Ils sont moins de 50 en France : combien gagnent les pilotes de Canadair, ces «pompiers du ciel» qui risquent leur vie chaque été ?

Chaque été, les images de Canadair écopant des milliers de litres d’eau au-dessus des massifs forestiers en flammes marquent les esprits. Derrière ces manœuvres
Chaque été, les images de Canadair écopant des milliers de litres d’eau au-dessus des massifs forestiers en flammes marquent les esprits. Derrière ces manœuvres spectaculaires se cache une profession ultraminoritaire en France, dont la rémunération suscite de nombreuses interrogations.
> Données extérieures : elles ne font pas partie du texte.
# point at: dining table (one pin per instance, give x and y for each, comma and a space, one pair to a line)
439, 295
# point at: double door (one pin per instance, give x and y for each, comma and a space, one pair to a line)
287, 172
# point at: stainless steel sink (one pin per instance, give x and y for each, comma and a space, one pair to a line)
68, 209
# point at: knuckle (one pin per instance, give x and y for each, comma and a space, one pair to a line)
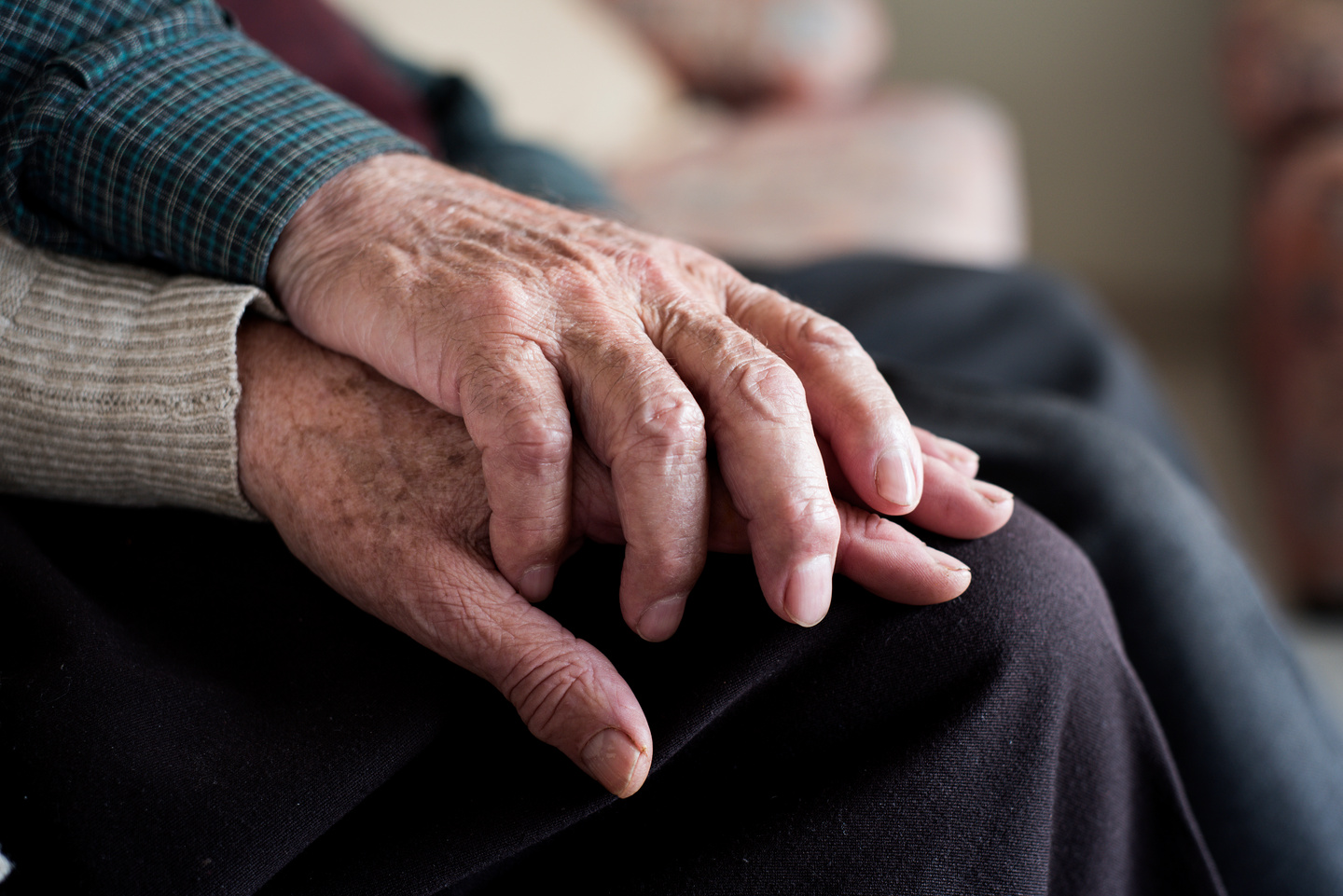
815, 514
533, 441
666, 425
821, 334
769, 387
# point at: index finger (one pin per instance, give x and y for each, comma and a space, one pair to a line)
756, 413
851, 402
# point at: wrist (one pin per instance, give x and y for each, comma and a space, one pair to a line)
336, 219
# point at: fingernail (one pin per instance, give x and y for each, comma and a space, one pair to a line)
659, 621
947, 561
808, 597
992, 493
896, 477
536, 584
613, 759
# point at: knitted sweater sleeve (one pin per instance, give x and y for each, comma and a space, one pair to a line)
153, 131
118, 384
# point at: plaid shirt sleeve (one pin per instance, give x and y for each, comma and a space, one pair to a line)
153, 131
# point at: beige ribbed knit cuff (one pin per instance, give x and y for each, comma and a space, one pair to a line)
119, 384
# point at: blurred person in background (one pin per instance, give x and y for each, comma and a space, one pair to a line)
192, 712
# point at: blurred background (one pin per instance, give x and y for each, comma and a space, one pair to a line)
1089, 136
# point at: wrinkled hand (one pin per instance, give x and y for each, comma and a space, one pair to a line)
381, 494
503, 310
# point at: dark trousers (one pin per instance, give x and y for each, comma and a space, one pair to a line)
183, 709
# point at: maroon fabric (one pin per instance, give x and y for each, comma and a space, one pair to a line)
314, 40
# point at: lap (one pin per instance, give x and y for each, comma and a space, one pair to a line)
207, 713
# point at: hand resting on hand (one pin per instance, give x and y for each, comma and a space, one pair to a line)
383, 496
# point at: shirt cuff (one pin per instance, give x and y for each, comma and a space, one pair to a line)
177, 142
118, 384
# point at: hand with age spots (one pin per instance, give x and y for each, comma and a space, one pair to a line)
383, 496
505, 310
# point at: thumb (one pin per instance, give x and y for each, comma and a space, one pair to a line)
565, 691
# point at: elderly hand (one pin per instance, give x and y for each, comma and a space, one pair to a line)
506, 310
381, 494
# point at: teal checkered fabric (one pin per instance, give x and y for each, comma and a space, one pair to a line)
153, 131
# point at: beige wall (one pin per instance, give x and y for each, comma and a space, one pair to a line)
1132, 177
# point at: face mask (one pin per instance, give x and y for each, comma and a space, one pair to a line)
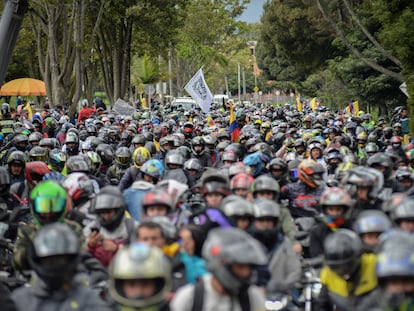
398, 301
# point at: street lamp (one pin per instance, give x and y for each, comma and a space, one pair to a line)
252, 47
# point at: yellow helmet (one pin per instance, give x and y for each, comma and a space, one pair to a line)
140, 155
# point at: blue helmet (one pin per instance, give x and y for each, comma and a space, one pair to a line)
254, 160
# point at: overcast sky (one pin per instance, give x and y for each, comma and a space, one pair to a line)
253, 11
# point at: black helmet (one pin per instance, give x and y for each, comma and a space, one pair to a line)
266, 183
5, 109
372, 221
278, 164
17, 157
381, 159
342, 250
72, 144
109, 198
21, 141
106, 153
403, 211
123, 157
60, 245
193, 164
4, 181
35, 138
268, 209
221, 146
239, 149
77, 164
234, 206
226, 246
395, 254
197, 141
139, 140
38, 153
174, 157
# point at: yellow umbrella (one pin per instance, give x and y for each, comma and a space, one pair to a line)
24, 87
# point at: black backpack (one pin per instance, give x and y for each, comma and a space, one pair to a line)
198, 301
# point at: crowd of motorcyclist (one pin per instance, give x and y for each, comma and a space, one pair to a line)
174, 210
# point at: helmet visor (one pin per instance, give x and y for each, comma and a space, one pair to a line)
49, 204
123, 160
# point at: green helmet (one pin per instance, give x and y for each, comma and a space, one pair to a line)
48, 202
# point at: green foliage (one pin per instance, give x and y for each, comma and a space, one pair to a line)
298, 37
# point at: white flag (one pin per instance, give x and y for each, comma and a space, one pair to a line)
199, 91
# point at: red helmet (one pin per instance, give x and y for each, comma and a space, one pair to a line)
35, 171
241, 181
310, 173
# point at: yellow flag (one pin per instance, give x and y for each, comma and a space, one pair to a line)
29, 108
298, 103
313, 104
356, 108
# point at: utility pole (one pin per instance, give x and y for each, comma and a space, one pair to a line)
238, 80
170, 72
244, 84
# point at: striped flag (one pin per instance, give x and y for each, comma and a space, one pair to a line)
199, 91
234, 126
313, 104
298, 103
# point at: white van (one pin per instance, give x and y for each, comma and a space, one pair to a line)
186, 103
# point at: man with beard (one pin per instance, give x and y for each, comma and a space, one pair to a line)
283, 269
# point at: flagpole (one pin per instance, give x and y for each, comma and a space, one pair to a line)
238, 80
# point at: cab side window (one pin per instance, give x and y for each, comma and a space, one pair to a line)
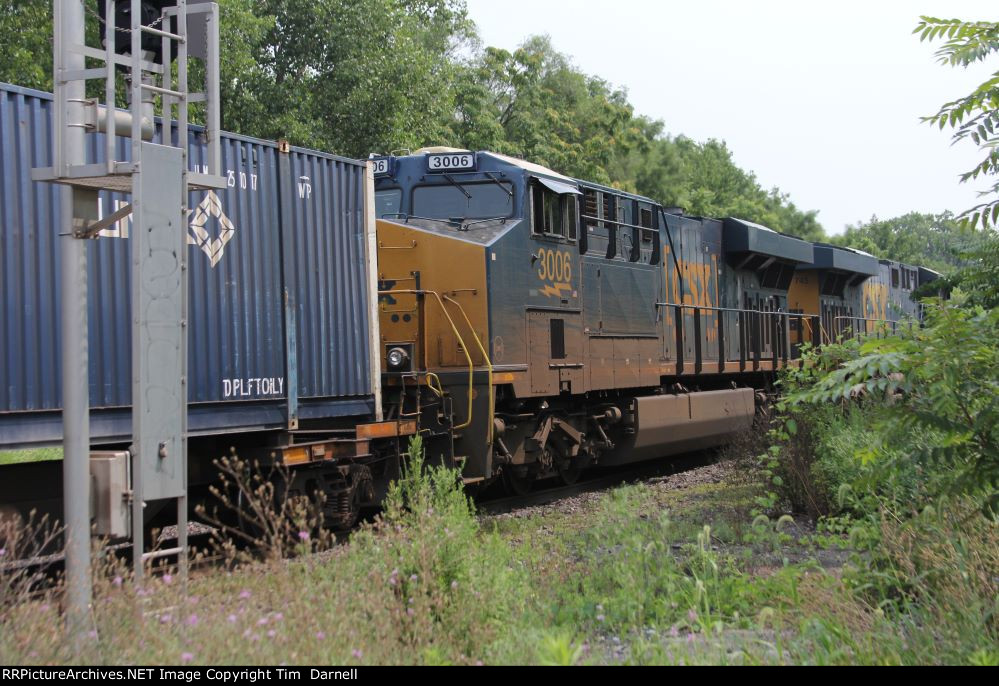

Selon un article du Figaro publié le 2 août 2026, ils seraient moins de 50 pilotes de bombardiers d’eau en activité dans le pays, un chiffre qui contraste avec l’importance stratégique de leur mission.
## Une profession d’élite aux effectifs confidentiels
La France ne compterait que 44 commandants de bord et copilotes de Canadair, d’après les informations rapportées par Le Figaro. Ces effectifs réduits s’expliquent par une qualification extrêmement pointue, qui ne s’acquiert qu’au terme de plusieurs années de formation et d’expérience. Contrairement à une idée reçue largement répandue, ces aviateurs ne sont pas des militaires. Il s’agit d’agents de l’État recrutés par la Sécurité civile, une direction rattachée au ministère de l’Intérieur, précise le quotidien.
La plupart de ces pilotes seraient toutefois embauchés en deuxième partie de carrière, après avoir acquis une première expérience solide de vol, principalement au sein de l’Armée de l’Air. Ce parcours particulier explique en partie la rareté des profils disponibles, mais également le niveau d’exigence requis pour manoeuvrer ces appareils dans des conditions extrêmes. En effet, larguer 6 000 litres d’eau en quelques secondes à quelques mètres du sol, au milieu des turbulences et des colonnes de fumée, nécessite un sang-froid et une technicité hors du commun.
## Une rémunération éloignée des standards du secteur aérien
Le point central du décryptage publié par Le Figaro réside dans l’écart constaté entre le risque encouru et la rémunération perçue. Les pilotes de Canadair toucheraient des salaires très loin des standards de l’aviation commerciale, où les commandants de bord sur long-courrier peuvent percevoir des rémunérations annuelles à six chiffres. Selon les éléments rapportés, cette différence s’expliquerait par leur statut d’agents de l’État, soumis à une grille indiciaire de la fonction publique, et non à des accords salariaux de compagnies privées.
Par ailleurs, leur mission ne se limite pas à la saison estivale. Ces pilotes sont mobilisables tout au long de l’année, que ce soit pour des feux de forêt précoces, des missions de coopération internationale ou des entraînements réguliers. Cependant, leur régime indemnitaire, qui pourrait inclure des primes liées au risque et à l’activité aérienne, ne compenserait que partiellement l’écart avec le secteur privé. Le Figaro souligne que ces professionnels acceptent ces conditions au nom d’un engagement patriotique et d’une passion pour le vol, des motivations qui transcendent largement la seule considération financière.
## Des enjeux de recrutement et de renouvellement des effectifs
La question de la rémunération s’inscrit dans un contexte plus large de gestion des ressources humaines au sein de la Sécurité civile. Avec moins de 50 pilotes qualifiés pour couvrir l’ensemble du territoire métropolitain, la marge de manœuvre est particulièrement réduite. Les départs à la retraite, qui pourraient s’accélérer dans les prochaines années, posent la question du renouvellement de cette main-d’œuvre hautement spécialisée. Le vivier de recrutement, principalement issu des forces armées, tendrait par ailleurs à se réduire, les carrières militaires offrant désormais des perspectives variées, parfois plus attractives financièrement.
Toutefois, le statut de la Sécurité civile présente des avantages non négligeables, notamment en termes de stabilité de l’emploi et de régime de retraite. La dimension opérationnelle, avec des missions de secours aux populations, constitue également un facteur de motivation majeur pour ces pilotes, qui se décrivent souvent comme des « pompiers du ciel » avant tout. L’équilibre entre l’attractivité du poste et la reconnaissance financière demeure néanmoins un sujet de vigilance pour les autorités, alors que la fréquence et l’intensité des mégafeux ne cessent de croître sur le territoire.